Auf der anderen Seite ist für viele Kinder das Lesen von
guten Kinderbüchern kaum mehr gefragt. Die Eltern haben zu
wenig Zeit und Muße, um ihren Kindern etwas vorzulesen,
der Fernseher ist oft eine übermächtige Konkurrenz.
Trotzdem hat das Lesen phantasievoller, lehrreicher oder einfach
spannend unterhaltsamer Texte eine wichtige Funktion für
die Entwicklung unserer Kinder. An dieser Stelle fragen sich Eltern:
"Welche Bücher soll ich meinen Kindern empfehlen? Sie
kramen in der Erinnerung, denken an Bücher, die sie selbst
mit Begeisterung in ihrer Kindheit verschlungen haben.
Hilfreich wäre eine Zusammenfassung guter Kinderbücher,
in der die Bücher dem Alter und der Entwicklungsstufe der
Kinder zugeordnet werden. Gibt es so etwas? Ja, durchaus und sogar
als neu erschienenes Buch.
Susanne Gaschke, Journalistin der Wochenzeitschrift "Die
Zeit" berichtet über ihre Reise zu den besten Kinderbüchern.

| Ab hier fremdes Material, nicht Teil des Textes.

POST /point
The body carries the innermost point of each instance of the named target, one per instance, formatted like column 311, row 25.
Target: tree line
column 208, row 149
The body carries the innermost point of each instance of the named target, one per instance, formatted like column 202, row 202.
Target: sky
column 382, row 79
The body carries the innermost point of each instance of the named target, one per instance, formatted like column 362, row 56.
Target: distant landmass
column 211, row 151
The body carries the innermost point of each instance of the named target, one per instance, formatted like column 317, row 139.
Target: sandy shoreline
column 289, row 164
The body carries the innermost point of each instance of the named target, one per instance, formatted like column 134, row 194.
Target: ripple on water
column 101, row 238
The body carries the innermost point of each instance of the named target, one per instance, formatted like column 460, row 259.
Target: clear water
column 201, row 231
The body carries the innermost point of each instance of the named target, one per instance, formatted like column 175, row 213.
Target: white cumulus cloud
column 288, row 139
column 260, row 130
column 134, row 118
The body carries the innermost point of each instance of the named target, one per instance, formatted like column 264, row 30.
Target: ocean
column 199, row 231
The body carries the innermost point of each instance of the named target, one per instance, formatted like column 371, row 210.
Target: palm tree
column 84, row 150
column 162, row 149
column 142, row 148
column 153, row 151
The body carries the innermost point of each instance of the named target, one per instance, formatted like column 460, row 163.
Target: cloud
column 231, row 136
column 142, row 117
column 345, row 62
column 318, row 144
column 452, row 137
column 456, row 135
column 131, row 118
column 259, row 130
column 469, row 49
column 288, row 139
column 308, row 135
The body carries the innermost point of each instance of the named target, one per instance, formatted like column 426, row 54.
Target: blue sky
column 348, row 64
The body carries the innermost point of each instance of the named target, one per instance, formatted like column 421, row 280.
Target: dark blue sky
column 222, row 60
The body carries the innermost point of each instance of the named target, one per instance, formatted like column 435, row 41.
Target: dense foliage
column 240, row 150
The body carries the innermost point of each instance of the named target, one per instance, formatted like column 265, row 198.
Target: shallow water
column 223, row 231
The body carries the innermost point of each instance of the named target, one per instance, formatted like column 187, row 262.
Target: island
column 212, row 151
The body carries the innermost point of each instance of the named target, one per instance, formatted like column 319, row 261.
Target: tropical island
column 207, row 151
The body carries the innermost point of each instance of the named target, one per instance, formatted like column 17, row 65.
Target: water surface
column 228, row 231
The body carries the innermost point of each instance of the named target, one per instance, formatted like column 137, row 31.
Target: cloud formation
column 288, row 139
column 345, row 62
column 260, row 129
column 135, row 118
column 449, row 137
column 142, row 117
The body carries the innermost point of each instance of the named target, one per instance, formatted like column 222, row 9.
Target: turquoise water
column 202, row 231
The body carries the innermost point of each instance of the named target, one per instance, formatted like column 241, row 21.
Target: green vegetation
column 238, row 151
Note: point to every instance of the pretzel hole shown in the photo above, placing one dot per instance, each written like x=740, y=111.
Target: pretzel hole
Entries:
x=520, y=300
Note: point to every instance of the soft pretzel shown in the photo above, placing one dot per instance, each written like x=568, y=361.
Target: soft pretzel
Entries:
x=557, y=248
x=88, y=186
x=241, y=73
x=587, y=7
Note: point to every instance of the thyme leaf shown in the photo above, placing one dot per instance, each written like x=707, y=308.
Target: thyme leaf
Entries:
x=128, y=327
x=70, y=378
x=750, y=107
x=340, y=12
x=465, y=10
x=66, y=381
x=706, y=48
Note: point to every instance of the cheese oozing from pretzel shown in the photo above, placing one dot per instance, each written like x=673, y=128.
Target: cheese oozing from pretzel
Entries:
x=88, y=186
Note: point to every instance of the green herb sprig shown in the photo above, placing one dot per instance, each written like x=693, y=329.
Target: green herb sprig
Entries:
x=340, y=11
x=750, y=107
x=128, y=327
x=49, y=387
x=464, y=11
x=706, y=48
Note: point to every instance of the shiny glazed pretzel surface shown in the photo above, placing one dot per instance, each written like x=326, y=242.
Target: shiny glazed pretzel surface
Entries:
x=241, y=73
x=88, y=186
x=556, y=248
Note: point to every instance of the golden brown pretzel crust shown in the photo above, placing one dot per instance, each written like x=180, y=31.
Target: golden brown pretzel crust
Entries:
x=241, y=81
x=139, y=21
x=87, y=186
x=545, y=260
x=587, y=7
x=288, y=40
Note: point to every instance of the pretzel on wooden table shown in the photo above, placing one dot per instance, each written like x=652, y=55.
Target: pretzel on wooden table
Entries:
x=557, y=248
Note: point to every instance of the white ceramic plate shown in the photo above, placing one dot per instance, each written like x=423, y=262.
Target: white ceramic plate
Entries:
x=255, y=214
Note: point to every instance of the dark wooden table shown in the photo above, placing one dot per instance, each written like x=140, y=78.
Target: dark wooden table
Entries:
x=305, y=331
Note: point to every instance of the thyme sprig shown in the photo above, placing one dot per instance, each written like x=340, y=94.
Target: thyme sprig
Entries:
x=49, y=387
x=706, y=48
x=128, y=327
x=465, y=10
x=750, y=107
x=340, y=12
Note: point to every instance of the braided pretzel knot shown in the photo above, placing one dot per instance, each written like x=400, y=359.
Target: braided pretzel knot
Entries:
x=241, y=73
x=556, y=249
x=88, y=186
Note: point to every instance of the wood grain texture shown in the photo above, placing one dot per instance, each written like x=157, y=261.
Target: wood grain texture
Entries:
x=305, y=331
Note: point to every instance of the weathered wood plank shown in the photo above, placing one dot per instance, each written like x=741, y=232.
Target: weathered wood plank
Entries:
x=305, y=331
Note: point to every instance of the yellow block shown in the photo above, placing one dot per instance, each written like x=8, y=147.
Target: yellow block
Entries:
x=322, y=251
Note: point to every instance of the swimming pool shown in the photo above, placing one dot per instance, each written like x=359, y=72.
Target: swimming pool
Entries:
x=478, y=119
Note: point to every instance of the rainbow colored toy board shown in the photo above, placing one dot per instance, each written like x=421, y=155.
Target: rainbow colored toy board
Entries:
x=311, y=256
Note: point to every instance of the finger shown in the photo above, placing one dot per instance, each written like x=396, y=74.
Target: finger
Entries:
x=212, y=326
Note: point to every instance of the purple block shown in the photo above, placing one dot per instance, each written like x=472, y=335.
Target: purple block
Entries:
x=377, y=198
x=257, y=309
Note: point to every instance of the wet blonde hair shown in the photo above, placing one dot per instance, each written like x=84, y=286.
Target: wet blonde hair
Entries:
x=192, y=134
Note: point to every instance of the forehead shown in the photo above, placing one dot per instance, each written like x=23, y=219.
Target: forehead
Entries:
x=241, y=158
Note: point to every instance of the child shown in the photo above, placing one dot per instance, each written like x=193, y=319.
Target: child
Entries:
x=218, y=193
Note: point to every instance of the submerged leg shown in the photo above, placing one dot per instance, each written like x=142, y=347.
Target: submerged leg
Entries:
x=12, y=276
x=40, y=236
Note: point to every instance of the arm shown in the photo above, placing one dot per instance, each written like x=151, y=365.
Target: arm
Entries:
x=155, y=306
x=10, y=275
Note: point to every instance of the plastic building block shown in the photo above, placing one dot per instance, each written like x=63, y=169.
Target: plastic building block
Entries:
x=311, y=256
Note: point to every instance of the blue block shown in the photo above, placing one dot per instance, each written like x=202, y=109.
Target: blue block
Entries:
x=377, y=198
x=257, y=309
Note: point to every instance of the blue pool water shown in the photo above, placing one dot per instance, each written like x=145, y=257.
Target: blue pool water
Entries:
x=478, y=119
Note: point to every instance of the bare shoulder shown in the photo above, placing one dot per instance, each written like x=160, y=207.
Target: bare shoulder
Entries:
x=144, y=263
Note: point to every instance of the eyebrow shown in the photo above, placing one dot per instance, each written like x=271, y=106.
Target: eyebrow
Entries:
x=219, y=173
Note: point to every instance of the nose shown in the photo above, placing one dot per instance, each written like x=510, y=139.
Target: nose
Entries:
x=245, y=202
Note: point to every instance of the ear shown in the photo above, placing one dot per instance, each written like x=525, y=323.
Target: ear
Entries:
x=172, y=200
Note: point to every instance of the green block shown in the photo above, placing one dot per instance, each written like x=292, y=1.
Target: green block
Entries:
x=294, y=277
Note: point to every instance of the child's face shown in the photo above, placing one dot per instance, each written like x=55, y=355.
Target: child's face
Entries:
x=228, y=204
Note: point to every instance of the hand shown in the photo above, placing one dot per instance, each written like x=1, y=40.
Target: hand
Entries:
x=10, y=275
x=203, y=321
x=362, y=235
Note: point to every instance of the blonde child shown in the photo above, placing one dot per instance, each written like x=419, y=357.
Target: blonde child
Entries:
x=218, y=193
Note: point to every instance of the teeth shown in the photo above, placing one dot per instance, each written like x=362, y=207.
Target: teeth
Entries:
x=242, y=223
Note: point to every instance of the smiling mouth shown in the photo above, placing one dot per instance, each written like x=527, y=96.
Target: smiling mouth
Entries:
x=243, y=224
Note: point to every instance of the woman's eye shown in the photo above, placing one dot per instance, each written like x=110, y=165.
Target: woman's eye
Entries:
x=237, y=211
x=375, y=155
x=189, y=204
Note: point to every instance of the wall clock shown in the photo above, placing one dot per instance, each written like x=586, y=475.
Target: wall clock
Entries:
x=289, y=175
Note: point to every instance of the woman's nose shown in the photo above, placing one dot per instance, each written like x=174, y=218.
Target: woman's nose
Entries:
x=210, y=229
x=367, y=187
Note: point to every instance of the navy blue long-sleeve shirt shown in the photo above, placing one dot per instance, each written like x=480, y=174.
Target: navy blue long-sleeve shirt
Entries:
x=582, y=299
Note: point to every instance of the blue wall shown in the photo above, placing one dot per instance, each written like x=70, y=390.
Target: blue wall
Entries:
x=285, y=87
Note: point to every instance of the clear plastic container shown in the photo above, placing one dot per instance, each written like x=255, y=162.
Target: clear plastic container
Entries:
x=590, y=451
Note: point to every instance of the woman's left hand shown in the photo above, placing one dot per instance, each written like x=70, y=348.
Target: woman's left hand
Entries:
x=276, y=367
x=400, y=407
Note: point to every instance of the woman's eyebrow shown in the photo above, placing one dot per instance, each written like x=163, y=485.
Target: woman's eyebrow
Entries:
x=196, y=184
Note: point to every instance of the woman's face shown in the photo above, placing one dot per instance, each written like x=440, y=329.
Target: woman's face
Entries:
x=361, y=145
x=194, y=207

Sie verweilt bei den einzelnen Büchern, charakterisiert sie
kurz, empfiehlt, was für welche Altersstufe gut sein könnte
und das unter dem Titel: "Hexen, Hobbits und Piraten - Die
besten Bücher für Kinder."
Wer erinnert sich noch an: "Die kleine Raupe Nimmersatt"
oder an "Pu der Bär" ? "Wir Kinder aus Bullerbü"
von Astrid Lindgren ist genauso vertreten wie die Geschichte von
"Mary Poppins" und Erich Kästners "Pünktchen
und Anton".
Die literarische Reise führt uns weiter zu "Der Hobbit"
von J.R.R. Tolkien, wir begegnen dem Waisenkind "Momo"
und hören über Karl Mays "Der Schatz im Silbersee".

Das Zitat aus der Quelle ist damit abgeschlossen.